Деревня оказалась довольно большой для этих диких мест — не меньше пятидесяти дворов; даже трактир имелся. Но сейчас здесь царили неестественная тишина и запустение. Главная улица выглядела жалко и уныло: не носилась с веселым смехом ребятня, не квохтали куры, не тявкали собаки. Только угрюмая баба, понурив плечи, вела на веревке тощего нувара. Животное мотало башкой с тяжелыми роговыми наростами на лбу, жалобно помыкивало, но покорно брело за хозяйкой. Крестьянка посмотрела на меня потухшими глазами, плюнула под ноги и ускорила шаг, грубо дернув несчастную скотину, решившую было пощипать чахлую травку. Что ж, на теплый прием я и не рассчитывал. Мой знакомец распрощался со мной у своего жилища, указав направление, в котором следует двигаться, и добродушно пожелал удачи.
Дом Ирвина я узнал сразу, хоть и видел впервые: если все остальные строения окружали пожухлые, но все еще живые деревья, то вокруг этой избы растительность была уже мертва. Черная паутина сухих суковатых ветвей четко выделялась на фоне свежеокрашенных в теплый желтый цвет стен, нарядной черепицы и ясного неба. Потрескавшуюся почву покрывал тонкий слой праха — все, что осталось от травы. У невысокого плетня хищно топорщил шипы труп розового куста. Еще немного, и он тоже рассыплется пеплом, как шиповник у калитки нашего с Лирной дома. Как надежды Востока. Как мои несбывшиеся надежды.

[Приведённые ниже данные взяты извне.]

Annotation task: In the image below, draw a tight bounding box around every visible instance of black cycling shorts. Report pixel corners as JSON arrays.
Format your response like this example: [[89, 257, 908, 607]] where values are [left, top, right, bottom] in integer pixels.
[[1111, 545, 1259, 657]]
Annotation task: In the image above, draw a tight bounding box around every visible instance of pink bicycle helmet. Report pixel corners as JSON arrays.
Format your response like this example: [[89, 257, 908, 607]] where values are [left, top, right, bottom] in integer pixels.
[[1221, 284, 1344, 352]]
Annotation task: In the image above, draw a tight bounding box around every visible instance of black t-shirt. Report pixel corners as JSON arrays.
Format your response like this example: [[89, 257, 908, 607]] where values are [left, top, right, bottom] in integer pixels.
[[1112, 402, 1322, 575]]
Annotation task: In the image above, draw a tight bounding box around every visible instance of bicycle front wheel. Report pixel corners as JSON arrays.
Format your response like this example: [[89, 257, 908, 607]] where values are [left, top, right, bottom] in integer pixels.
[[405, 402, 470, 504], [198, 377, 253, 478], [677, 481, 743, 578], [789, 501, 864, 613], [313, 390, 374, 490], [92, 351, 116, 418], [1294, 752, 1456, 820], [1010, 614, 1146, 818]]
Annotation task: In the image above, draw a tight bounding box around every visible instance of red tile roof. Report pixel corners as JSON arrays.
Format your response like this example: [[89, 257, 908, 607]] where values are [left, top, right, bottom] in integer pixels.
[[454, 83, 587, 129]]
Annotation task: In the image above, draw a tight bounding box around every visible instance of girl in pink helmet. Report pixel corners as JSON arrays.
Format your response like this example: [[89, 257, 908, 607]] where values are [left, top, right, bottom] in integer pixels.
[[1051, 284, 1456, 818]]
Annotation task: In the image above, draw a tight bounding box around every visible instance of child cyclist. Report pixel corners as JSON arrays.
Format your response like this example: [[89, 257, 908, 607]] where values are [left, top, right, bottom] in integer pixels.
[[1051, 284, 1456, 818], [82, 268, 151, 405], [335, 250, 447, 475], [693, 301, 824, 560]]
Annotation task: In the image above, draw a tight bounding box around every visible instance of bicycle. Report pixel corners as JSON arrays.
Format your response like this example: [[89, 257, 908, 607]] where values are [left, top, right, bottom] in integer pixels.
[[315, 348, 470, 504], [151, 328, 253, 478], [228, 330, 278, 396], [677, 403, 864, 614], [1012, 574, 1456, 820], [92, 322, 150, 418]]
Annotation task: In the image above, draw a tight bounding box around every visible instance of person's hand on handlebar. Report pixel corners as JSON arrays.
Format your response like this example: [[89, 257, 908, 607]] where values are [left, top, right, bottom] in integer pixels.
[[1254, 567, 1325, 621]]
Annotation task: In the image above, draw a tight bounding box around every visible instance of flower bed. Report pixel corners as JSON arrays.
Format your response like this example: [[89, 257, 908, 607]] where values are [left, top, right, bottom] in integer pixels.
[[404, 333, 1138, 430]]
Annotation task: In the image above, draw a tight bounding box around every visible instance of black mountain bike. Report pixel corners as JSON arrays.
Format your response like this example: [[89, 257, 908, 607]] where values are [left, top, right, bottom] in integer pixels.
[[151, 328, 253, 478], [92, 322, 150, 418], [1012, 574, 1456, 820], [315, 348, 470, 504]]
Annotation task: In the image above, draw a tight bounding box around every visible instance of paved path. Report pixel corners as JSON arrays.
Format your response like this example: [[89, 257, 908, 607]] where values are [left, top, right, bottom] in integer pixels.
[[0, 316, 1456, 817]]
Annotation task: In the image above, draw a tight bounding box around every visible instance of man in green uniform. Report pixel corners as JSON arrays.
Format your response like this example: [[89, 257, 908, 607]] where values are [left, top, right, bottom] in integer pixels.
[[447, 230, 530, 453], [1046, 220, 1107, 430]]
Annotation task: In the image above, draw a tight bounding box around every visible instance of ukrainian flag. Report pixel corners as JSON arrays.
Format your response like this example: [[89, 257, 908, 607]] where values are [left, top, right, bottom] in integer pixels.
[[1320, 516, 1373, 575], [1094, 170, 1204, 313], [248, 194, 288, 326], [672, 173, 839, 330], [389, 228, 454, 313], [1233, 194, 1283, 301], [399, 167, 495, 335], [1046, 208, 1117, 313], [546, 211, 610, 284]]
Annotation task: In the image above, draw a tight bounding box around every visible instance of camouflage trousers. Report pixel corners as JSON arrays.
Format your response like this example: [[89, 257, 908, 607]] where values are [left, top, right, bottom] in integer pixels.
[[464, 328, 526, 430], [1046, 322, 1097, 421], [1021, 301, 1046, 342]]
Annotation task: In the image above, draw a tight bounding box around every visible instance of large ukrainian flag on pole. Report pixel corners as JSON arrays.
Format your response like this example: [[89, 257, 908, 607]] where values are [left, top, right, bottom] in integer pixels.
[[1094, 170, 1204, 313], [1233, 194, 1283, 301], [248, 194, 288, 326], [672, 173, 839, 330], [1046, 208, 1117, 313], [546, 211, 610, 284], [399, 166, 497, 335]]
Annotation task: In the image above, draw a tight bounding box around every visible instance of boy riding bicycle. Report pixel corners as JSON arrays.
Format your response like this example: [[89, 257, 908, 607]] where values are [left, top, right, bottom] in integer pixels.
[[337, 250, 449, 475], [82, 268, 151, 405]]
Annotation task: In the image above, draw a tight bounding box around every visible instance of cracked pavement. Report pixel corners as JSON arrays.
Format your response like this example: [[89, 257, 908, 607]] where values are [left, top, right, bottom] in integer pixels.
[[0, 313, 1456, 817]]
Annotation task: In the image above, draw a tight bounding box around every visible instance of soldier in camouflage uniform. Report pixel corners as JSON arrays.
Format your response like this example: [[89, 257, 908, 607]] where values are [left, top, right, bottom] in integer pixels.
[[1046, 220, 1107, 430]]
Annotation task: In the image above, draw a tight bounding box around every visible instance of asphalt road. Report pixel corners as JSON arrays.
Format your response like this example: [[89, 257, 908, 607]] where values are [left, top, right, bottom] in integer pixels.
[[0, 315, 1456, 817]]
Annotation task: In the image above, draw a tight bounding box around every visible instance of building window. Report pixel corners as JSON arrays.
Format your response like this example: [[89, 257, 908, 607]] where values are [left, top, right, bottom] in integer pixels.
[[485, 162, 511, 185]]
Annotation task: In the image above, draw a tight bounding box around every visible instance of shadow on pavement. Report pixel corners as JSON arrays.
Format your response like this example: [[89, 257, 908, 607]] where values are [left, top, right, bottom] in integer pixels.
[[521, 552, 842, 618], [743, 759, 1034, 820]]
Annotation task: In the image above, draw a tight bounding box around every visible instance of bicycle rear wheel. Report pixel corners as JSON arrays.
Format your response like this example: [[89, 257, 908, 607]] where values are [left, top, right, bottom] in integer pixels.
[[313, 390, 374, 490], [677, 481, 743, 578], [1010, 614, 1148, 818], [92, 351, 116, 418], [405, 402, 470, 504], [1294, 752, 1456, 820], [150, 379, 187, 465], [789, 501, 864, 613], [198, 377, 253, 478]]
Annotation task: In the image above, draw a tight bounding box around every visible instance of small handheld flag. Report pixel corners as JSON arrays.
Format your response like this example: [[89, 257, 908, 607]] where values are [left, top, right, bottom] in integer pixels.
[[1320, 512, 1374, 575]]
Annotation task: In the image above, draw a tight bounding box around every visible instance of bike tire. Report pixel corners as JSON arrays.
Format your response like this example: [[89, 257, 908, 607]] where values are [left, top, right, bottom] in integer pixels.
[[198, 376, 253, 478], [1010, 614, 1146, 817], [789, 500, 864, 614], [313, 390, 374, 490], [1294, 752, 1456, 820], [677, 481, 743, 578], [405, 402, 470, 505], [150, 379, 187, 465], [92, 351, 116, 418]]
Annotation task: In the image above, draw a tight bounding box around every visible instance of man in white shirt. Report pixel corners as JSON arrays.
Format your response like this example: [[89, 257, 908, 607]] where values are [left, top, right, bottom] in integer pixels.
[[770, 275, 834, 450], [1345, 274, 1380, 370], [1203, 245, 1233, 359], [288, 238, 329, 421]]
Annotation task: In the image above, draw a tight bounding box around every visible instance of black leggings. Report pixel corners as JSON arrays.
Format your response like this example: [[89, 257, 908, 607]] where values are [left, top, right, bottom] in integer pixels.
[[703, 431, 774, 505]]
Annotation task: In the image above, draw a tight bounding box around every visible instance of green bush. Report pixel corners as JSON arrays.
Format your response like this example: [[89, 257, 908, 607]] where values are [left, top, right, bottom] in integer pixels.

Дверь с грохотом распахнулась, и на порог выскочил Ирвин в кожаных охотничьих штанах, босой и голый по пояс. Парень, видимо, заметил в окно, кто к нему пожаловал, и поспешил навстречу. Он сильно изменился за время, что мы не виделись: вырос, раздался в плечах… обзавелся клеймом на левой щеке в виде геральдической розы ветров с непропорционально длинным восточным лучом, доходящим почти до уха. От него прежнего остались лишь карие глаза — живые, задорные, с озорной хитринкой. Он на мгновение застыл, словно не веря, что я ему не померещился, а потом легко сбежал с резного крыльца, стремительно преодолел разделяющее нас расстояние и сдавил меня в объятьях до хруста в костях.